Historical and Economic Context
In 17th century Netherlands, tulip bulbs became a symbol of social status, and their prices skyrocketed due to excessive speculation. This phenomenon occurred in a pre-industrial economy, where the tulip trade was based largely on informal agreements and had no enduring intrinsic value.
Bitcoin, created in 2009, emerged in a context of technological innovation and financial revolution. It operates on decentralized blockchain technology, with use cases that extend far beyond speculation, including payments, data management, and new economic models.
The Nature of the Asset
Tulips have no lasting economic utility beyond their aesthetic appeal. Their price surge was driven solely by speculative demand, with no underlying fundamentals to support their value.
Bitcoin is a digital asset, inherently scarce with a hard cap of 21 million units. It is designed as a store of value, a medium of exchange, and an alternative to traditional monetary systems. Its scarcity and increasing adoption by individuals, businesses, and institutions give it a utility and legitimacy that tulips never had.
Technology and Innovation
Tulip Mania left no lasting technological or economic impact. It was simply an episode of irrational speculation.

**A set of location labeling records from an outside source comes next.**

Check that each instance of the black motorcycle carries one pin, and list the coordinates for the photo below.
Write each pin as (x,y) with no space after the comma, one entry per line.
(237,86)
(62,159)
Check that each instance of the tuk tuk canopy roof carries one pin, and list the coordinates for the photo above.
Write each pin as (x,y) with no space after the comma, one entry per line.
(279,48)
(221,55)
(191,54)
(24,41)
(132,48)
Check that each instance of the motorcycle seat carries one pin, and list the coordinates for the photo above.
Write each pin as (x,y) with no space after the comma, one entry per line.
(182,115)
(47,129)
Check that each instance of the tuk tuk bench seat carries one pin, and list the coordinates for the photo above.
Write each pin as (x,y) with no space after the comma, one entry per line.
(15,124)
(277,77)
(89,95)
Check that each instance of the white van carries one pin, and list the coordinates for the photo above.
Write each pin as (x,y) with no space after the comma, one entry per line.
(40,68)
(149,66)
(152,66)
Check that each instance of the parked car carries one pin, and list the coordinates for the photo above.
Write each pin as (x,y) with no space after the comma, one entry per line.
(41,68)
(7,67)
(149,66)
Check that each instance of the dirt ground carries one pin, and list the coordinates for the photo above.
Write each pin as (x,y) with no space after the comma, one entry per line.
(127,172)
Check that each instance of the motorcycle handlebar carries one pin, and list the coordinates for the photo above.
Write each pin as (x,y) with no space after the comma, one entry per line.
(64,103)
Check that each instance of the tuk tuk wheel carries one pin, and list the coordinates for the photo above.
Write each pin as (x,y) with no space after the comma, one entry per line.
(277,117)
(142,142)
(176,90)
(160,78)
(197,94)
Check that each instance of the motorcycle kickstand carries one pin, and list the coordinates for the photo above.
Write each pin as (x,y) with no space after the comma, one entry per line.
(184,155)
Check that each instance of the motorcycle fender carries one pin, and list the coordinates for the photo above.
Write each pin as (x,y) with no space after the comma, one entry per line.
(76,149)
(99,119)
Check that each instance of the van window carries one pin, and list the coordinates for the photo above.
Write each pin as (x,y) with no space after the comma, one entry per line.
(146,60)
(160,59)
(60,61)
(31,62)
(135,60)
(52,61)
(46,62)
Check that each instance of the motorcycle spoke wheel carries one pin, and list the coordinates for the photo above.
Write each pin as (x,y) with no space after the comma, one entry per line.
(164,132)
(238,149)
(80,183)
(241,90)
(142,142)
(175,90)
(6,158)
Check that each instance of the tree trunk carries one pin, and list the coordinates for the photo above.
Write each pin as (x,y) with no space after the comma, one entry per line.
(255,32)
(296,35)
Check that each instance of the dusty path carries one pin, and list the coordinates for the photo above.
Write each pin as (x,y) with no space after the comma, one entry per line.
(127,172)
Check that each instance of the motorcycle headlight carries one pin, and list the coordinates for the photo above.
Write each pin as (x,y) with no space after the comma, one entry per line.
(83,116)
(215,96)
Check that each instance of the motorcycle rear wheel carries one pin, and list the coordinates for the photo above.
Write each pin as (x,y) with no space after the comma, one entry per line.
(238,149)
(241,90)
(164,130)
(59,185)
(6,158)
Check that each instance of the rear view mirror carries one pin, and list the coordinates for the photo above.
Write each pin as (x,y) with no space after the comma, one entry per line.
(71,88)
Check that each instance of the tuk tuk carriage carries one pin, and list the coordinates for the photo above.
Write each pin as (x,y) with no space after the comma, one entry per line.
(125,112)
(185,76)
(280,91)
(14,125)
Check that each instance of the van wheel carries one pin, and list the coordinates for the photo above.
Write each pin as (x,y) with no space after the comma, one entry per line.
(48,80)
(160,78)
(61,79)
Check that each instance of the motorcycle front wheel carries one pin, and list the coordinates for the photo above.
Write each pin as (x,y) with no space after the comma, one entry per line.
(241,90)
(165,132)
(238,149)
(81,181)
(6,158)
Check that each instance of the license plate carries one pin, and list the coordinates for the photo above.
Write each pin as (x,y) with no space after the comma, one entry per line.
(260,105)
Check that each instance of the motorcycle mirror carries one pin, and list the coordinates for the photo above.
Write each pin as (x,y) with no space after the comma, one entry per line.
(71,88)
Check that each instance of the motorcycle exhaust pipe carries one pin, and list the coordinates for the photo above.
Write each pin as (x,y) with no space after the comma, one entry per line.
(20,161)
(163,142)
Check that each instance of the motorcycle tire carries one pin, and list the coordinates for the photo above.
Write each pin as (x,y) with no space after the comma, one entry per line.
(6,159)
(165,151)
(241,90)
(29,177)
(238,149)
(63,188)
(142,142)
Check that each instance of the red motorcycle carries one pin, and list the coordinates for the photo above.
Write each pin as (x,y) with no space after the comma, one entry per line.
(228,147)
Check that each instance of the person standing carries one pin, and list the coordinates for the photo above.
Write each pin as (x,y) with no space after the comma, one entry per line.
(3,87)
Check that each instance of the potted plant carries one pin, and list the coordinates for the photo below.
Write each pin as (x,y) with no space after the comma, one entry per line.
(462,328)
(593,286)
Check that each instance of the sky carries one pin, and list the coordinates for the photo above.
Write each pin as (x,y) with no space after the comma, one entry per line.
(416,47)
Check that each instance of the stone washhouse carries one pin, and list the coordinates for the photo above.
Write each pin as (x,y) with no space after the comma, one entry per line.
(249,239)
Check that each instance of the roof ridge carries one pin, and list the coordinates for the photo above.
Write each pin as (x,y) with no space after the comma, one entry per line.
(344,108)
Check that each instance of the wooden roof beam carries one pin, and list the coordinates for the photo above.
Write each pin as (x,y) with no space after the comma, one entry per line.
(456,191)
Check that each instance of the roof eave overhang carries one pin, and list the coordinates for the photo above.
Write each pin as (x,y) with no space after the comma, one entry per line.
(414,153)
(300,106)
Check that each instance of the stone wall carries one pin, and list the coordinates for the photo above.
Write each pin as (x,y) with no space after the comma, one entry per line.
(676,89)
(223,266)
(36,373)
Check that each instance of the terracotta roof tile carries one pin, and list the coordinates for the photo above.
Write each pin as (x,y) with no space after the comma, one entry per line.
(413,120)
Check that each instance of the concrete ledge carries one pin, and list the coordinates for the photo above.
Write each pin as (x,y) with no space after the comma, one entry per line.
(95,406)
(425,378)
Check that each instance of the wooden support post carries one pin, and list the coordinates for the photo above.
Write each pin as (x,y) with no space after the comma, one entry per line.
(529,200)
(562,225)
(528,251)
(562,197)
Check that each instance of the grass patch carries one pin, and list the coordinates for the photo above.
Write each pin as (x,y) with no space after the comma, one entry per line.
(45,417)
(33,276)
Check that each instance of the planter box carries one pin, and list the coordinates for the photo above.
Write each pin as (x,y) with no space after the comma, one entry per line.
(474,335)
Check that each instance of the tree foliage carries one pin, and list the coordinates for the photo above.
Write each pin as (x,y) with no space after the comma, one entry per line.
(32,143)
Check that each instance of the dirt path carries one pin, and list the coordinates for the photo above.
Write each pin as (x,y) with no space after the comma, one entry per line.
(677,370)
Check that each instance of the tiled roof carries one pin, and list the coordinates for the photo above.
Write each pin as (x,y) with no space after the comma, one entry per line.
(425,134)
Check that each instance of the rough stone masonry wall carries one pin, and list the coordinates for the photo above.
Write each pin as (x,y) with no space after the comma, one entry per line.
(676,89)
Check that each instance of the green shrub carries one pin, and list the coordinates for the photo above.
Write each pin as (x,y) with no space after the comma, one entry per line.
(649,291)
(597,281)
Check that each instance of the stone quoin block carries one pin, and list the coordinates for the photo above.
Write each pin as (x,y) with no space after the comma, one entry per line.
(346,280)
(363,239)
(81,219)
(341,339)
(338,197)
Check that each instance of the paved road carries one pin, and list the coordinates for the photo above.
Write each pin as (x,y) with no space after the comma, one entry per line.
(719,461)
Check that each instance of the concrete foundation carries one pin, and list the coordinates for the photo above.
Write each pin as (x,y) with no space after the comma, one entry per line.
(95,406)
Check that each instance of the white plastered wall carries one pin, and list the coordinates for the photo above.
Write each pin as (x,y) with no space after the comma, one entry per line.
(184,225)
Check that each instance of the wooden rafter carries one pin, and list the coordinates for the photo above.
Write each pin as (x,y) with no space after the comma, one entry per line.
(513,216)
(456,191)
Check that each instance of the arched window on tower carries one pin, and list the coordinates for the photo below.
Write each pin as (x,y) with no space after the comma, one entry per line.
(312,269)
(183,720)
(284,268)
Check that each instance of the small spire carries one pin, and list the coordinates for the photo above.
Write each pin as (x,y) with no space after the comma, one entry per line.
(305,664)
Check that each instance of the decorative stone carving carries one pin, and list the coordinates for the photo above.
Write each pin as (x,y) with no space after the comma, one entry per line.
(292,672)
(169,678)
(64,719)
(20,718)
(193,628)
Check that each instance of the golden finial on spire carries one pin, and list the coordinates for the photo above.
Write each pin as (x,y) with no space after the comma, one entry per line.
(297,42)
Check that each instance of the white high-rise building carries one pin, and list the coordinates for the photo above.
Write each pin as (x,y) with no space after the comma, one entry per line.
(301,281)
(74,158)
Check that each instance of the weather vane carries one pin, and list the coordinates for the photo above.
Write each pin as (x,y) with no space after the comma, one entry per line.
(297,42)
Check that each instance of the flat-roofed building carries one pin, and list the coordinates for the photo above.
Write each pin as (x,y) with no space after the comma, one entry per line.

Bitcoin’s underlying blockchain technology represents a groundbreaking innovation, transforming industries from finance to logistics. It has inspired thousands of cryptocurrencies and projects, fundamentally reshaping how we think about trust and decentralization.
Longevity and Adoption
The peak and crash of tulip prices lasted only a few months (1636-1637). After the bubble burst, tulips quickly lost their significance.
Despite volatility, Bitcoin has endured for over 15 years and continues to see global adoption. It is accepted by businesses, recognized as legal tender in countries like El Salvador, and serves as a hedge for institutional investors.
Economic Systems at Play
The speculation was confined to a small part of the Dutch economy, with no systemic implications.
Bitcoin challenges traditional financial systems by offering a decentralized, censorship-resistant alternative. Its implications are geopolitical and economic, especially in nations facing monetary crises or strict capital controls.
Conclusion
Tulip Mania was a speculative bubble centered on an ephemeral and economically useless commodity. While Bitcoin also attracts speculation, it is rooted in transformative technology with lasting potential. Comparing the two demonstrates a fundamental misunderstanding of both history and Bitcoin’s utility. By perpetuating such flawed parallels and making factual errors like misrepresenting Bitcoin’s supply cap, commentators like Dominique Seux and Thomas Porcher fail to engage in an informed, nuanced discussion. It’s time for the media and economists to dig deeper into the subject before making comparisons that do more to misinform than enlighten.